Investment, Trade, and Housing: Following the AI Money
Strip away the noise, and business investment is still running hard. Headline durable goods orders fell 4.5% in May, but a 14% drop in volatile transportation orders did all the work. The more telling core measure, nondefense capital goods orders excluding aircraft, rebounded 1.6%, and core shipments that flow straight into GDP rose for a fourth straight month. Business equipment investment looks set to grow 14% annualized in the second quarter, a step down from the 17% pace of the first quarter but more than double the June baseline. The AI buildout and the full up-front expensing of equipment under the One Big Beautiful Bill Act (OBBBA) supply the structural support, leaving higher interest rates as a marginal drag at most.
Trade, by contrast, looks likely to subtract from second-quarter growth. The advance goods deficit widened to $105.8 billion in May from $83 billion, as a 10.9% jump in imports outran an 11.8% fall in exports, the latter reflecting the reversal of the war-driven surge in petroleum exports. The standout is where those imports went: capital goods imports rose 42% over the past year on AI hardware demand, which is exactly why the AI buildout has added almost nothing to GDP on a net basis. The dollars spent on data-center gear largely leave the country to buy it. Even so, strong investment and inventory restocking should keep GDP growth above 2% for the quarter.
Housing closed the week on a calmer note than the headline suggested. New home sales fell 7.3% in May to a SAAR of 580,000, well below forecasts, yet that pace might just be the likely floor of a noisy range rather than the start of a sustained decline. The binding constraint is still inventory: the supply of completed homes for sale sits near levels last seen in 2009, which caps single-family construction until that backlog clears, and the median new home price held at $425,000, flat against a year ago. Congress added a longer-term wrinkle by passing the 21st Century ROAD to Housing Act, which should indirectly support new construction, with lawmakers watering down the controversial build-to-rent restrictions from earlier drafts before passage.

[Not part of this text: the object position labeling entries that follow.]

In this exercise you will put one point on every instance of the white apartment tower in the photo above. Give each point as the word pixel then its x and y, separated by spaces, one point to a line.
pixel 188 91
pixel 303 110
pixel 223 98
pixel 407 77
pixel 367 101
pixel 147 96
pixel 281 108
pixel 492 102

- Key Takeaway: AI is the center of gravity in the real economy right now, driving an investment boom and an import surge at the same time, which is why the buildout barely shows up in net GDP even as it reshapes prices, trade
,and the equipment cycle.
Final Thoughts
This week the Fed turned down its own volume, and the economy filled the silence with a familiar mix of progress and friction. The war is winding down, gasoline has dropped below $4, headline inflation has very likely peaked, and business investment keeps powering ahead on the back of AI. Against that, the core of inflation stays sticky in goods, the consumer is funding its spending out of savings rather than raises, and a more hawkish committee just pushed its first expected cut a full year further out. The result is an economy that keeps performing better than feared while the Fed keeps waiting for proof, which is precisely the standoff that has shaped the past month. The light at the end of the pipeline does look more like daylight than it did two weeks ago; the trick now is not to mistake a quieter Fed for a finished one.